Eater spoke to some of the city's most popular and prestigious restaurants to get their stories of customers with clearly made-up allergies - with the promise of absolute anonymity. Diners - the kitchen is on to you.
* The problem is when someone says they have an allergy, we shut down a whole station which can put every diner's meal back ten minutes. We clean knives, cutting boards, everything - I created an entirely new dessert that wasn't on the menu for someone with a wheat and dairy allergy, only to see them have a bite of someone else's brownie and ice cream. Thanks for that.
* People come in with the cards - it's like a paragraph of all the things that they are allergic to it's always a bit pretentious, like, I've printed out and laminated a special card. Like, really? This one said she was allergic to kiwi, pineapple, blueberry, vegetables that are green - really? - legumes, everything, it was totally out of control and in the end all she wanted was a cheeseburger. Seriously, why didn't you just go to Wendy's?
* I had someone in Dine Out give me a 12-point list of everything they were allergic to from green and red peppers to vinegar, corn and all grains - and they are booking a set menu dinner. Real smart.
* Lettuce is the strangest one, there's literally nothing in that.
* It's becoming more and more prevalent, everyone is allergic to gluten, nuts have shifted out of popularity as the thing to be allergic to, not so much now - gluten is through the roof. You gotta go with what's fashionable right? So you come into an Italian restaurant, a pasta restaurant with your fashionable gluten allergy and then get upset if we can't cater to you.
* Someone actually came in and claimed to be allergic to carbohydrates the other day - that has to be the vaguest allergy ever. I called them out on that and demanded they explain it to me. We ended up with them saying they just wanted to avoid 'gluten, potato and flour' . They were looking for a green salad - and spoiler - there are carbs in that too.
* It's for attention, people just do this but who knows what goes on in their minds. I reckon it's about something Dr Phil said.
* I had someone tell me they were allergic to hazelnuts, but - he could eat hazelnuts if they've been roasted, oh, and it depended on what size they were too. I told them we processed them to add texture to the salad, he said, oh - that's OK then, so I asked 'what about the hazelnut oil we used in the vinaigrette?' No problem. So - what exactly is your hazelnut allergy here? Is this an ego thing? About getting attention? It blows my mind, it's so dumb, sure he had everyone's attention - we were all talking about him!
* I'm always sceptical about garlic allergies because I think it's more about worrying over bad breath.
* Sometimes people ask to meet you for a consult so they can give you a shopping list of allergies that they apparently have.
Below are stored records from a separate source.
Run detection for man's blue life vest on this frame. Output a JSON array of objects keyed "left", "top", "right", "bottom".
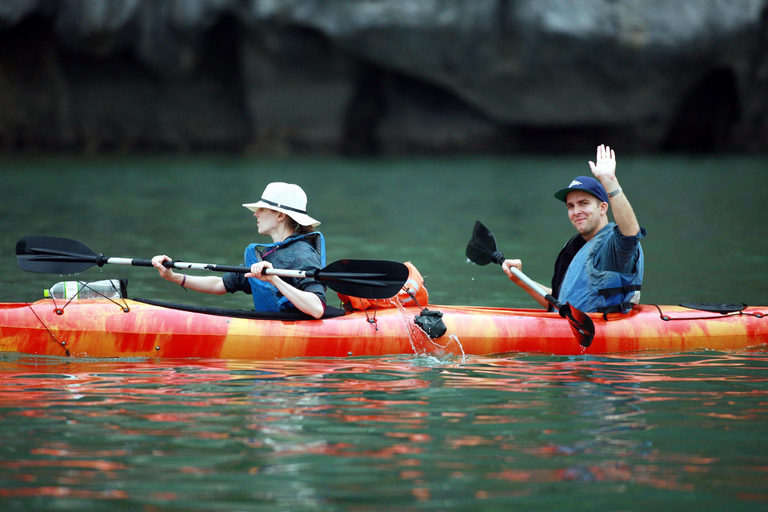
[
  {"left": 558, "top": 223, "right": 644, "bottom": 313},
  {"left": 244, "top": 231, "right": 325, "bottom": 312}
]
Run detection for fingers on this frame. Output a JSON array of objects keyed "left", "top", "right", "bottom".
[
  {"left": 589, "top": 144, "right": 616, "bottom": 179},
  {"left": 501, "top": 259, "right": 523, "bottom": 277},
  {"left": 152, "top": 254, "right": 171, "bottom": 269},
  {"left": 590, "top": 144, "right": 616, "bottom": 164},
  {"left": 245, "top": 261, "right": 272, "bottom": 279}
]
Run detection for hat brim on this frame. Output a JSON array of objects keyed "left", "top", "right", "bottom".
[
  {"left": 243, "top": 201, "right": 320, "bottom": 228},
  {"left": 555, "top": 187, "right": 607, "bottom": 203}
]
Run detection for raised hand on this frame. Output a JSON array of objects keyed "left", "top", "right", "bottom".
[{"left": 589, "top": 144, "right": 616, "bottom": 183}]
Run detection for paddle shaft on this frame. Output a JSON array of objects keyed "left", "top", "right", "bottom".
[
  {"left": 509, "top": 267, "right": 563, "bottom": 311},
  {"left": 113, "top": 258, "right": 316, "bottom": 278}
]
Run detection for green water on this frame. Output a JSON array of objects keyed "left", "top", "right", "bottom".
[{"left": 0, "top": 155, "right": 768, "bottom": 512}]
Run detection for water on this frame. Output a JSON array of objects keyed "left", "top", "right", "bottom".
[
  {"left": 0, "top": 351, "right": 768, "bottom": 511},
  {"left": 0, "top": 155, "right": 768, "bottom": 511}
]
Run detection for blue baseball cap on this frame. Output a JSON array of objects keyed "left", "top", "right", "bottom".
[{"left": 555, "top": 176, "right": 608, "bottom": 203}]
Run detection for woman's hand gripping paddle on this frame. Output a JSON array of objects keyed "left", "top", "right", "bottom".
[{"left": 466, "top": 221, "right": 595, "bottom": 347}]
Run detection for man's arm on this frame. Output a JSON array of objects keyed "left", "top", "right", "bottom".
[{"left": 589, "top": 144, "right": 640, "bottom": 236}]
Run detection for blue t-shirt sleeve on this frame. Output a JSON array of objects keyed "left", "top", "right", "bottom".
[
  {"left": 595, "top": 226, "right": 646, "bottom": 274},
  {"left": 221, "top": 265, "right": 251, "bottom": 295}
]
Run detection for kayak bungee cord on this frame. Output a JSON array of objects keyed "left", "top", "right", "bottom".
[{"left": 26, "top": 302, "right": 70, "bottom": 357}]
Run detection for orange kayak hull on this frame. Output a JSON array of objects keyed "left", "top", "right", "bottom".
[{"left": 0, "top": 300, "right": 768, "bottom": 360}]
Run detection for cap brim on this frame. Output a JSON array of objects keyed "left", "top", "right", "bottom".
[{"left": 555, "top": 187, "right": 605, "bottom": 202}]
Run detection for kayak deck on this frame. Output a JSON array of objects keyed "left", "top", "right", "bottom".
[{"left": 0, "top": 299, "right": 768, "bottom": 360}]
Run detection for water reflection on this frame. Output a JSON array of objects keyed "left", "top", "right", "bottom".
[{"left": 0, "top": 352, "right": 768, "bottom": 510}]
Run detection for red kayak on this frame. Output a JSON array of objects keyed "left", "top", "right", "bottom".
[{"left": 0, "top": 299, "right": 768, "bottom": 360}]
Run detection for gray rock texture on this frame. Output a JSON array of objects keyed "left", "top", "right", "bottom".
[{"left": 0, "top": 0, "right": 768, "bottom": 155}]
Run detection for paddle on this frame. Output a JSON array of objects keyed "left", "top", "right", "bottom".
[
  {"left": 466, "top": 221, "right": 595, "bottom": 347},
  {"left": 16, "top": 236, "right": 408, "bottom": 299}
]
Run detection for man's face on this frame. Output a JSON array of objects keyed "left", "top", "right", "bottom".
[{"left": 565, "top": 190, "right": 608, "bottom": 240}]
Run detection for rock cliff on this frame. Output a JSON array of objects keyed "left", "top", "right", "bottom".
[{"left": 0, "top": 0, "right": 768, "bottom": 154}]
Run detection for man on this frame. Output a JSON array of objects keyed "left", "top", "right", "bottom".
[{"left": 502, "top": 145, "right": 646, "bottom": 313}]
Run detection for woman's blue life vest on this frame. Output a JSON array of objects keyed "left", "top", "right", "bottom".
[
  {"left": 244, "top": 231, "right": 325, "bottom": 312},
  {"left": 558, "top": 223, "right": 645, "bottom": 313}
]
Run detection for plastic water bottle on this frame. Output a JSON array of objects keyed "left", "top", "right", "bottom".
[{"left": 43, "top": 279, "right": 120, "bottom": 300}]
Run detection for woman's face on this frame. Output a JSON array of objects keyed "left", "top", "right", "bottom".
[{"left": 253, "top": 208, "right": 280, "bottom": 235}]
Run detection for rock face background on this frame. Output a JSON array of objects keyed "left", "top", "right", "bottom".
[{"left": 0, "top": 0, "right": 768, "bottom": 155}]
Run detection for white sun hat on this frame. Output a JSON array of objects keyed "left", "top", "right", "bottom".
[{"left": 243, "top": 181, "right": 320, "bottom": 228}]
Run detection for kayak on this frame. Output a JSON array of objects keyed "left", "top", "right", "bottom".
[{"left": 0, "top": 299, "right": 768, "bottom": 360}]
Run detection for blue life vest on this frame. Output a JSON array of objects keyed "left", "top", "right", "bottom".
[
  {"left": 244, "top": 231, "right": 325, "bottom": 312},
  {"left": 558, "top": 223, "right": 644, "bottom": 313}
]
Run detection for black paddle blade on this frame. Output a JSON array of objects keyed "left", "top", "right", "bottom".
[
  {"left": 466, "top": 220, "right": 504, "bottom": 265},
  {"left": 559, "top": 302, "right": 595, "bottom": 348},
  {"left": 314, "top": 260, "right": 408, "bottom": 299},
  {"left": 16, "top": 236, "right": 101, "bottom": 274}
]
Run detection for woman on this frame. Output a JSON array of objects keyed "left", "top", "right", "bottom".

If that's true - fine, but it feels like half the world has decided that they are allergic to gluten and it's easier to say that rather than, 'oh, it makes me bloated'.
* It's when people go with a blanket statement rather than something specific that I know it's bogus. I mean, 'I'm allergic to spice'. No, you're not.
* At the point where the damn laminated card comes out you just have to say "What do you want to eat?"
* Oh you know what I hate? When they say "I can't eat dairy at all, I'm allergic - but I really want this with the cheese topping" so you say, well, yeah, that's dairy. "Oh - I can have a little bit - that's fine." Guess what - that is not an allergy. Pro-rated allergies are the worst.
* My craziest is 'I'm allergic to onions but only if I can see them. So, it's OK in a sauce, but if I see them I'm allergic to them.' Sure you are, pal.
*It's not about what they're allergic to, it's about what they don't like - it's mostly total baloney. Some people are just incredibly uneducated about what goes into their food, so they end up being incredibly picky - ten years ago hardly anyone had a gluten allergy.
I've got a few favourites: a garlic allergy, so I say that there is garlic in the stock and they say it's okay in the sauce. Then someone who's apparently allergic to just the white part of a green onion and a customer who tells me a story about being allergic to sulfites - but they're drinking wine when they tell me.